The agency said the Supreme Court itself had permitted it to continue the investigation. Therefore, “it will not lie in the mouth of the petitioner to allege that the alleged detenu is being prosecuted out of political vengeance,” it said.

The counter, filed through Special Public Prosecutor N. Ramesh and sworn by Deputy Director Karthik Dasari, also referred to the Supreme Court’s observation in May that the prosecution of the Minister for alleged offences under various penal laws could not be said to be a case of political vendetta.

The Central agency also stated that the Central Reserve Police Force (CRPF) personnel were deployed during the search at the official residence of the Minister on June 13 to avoid untoward incidents such as the one that happened when Income Tax officials raided his relative’s houses in Karur on May 26.

“Except to stand guard for the search operations, the CRPF had nothing to do with the proceedings, and merely because the personnel were deployed, it cannot be assumed that the alleged detenu was detained. Allegations of the petitioner in this regard are stoutly denied as false,” the counter affidavit read.

The investigating officer claimed that he was not aware of the filing of the HCP or the mentioning made before a Division Bench of Justices M. Sundar and R. Sakthivel on the morning of June 14 for an early hearing of the petition when he presented a request to the Principal Sessions Judge on the same day for remanding the Minister in judicial custody.

Even during the arguments for bail before the Principal Sessions Judge on the evening of June 14, Mr. Senthilbalaji did not inform or raise objection for its hearing by citing the pendency of the HCP. Rather, he participated in the proceedings through his counsel and argued the bail application at length, Mr. Dasari said.

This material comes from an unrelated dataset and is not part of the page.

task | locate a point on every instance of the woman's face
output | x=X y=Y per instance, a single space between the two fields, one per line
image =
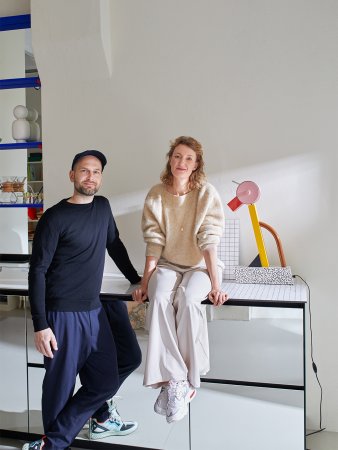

“However, after the petitions were dismissed by the sessions court, the wife of the petitioner is attempting to cast aspersions on the judicial orders passed by the learned Sessions Judge by attempting to twist the facts and events. This conduct requires to be rejected, condemned and frowned upon,” he added.

The officer also pointed out that the Minister had so far not challenged the order of remand or the other order passed by the Principal Sessions Judge on June 16 permitting his custodial interrogation. He said the petitioner had also not put to challenge, so far, the rejection of his plea for bail by the sessions court on June 15.

“This HCP proceedings are being misused as a weapon to challenge valid judicial orders. The petitioner cannot be permitted to widen the scope of this proceeding under Article 226 (writ jurisdiction) of the Constitution. The HCP is not maintainable in law or on facts and is a clear abuse of process of law to somehow or other prolong the case,” the counter read.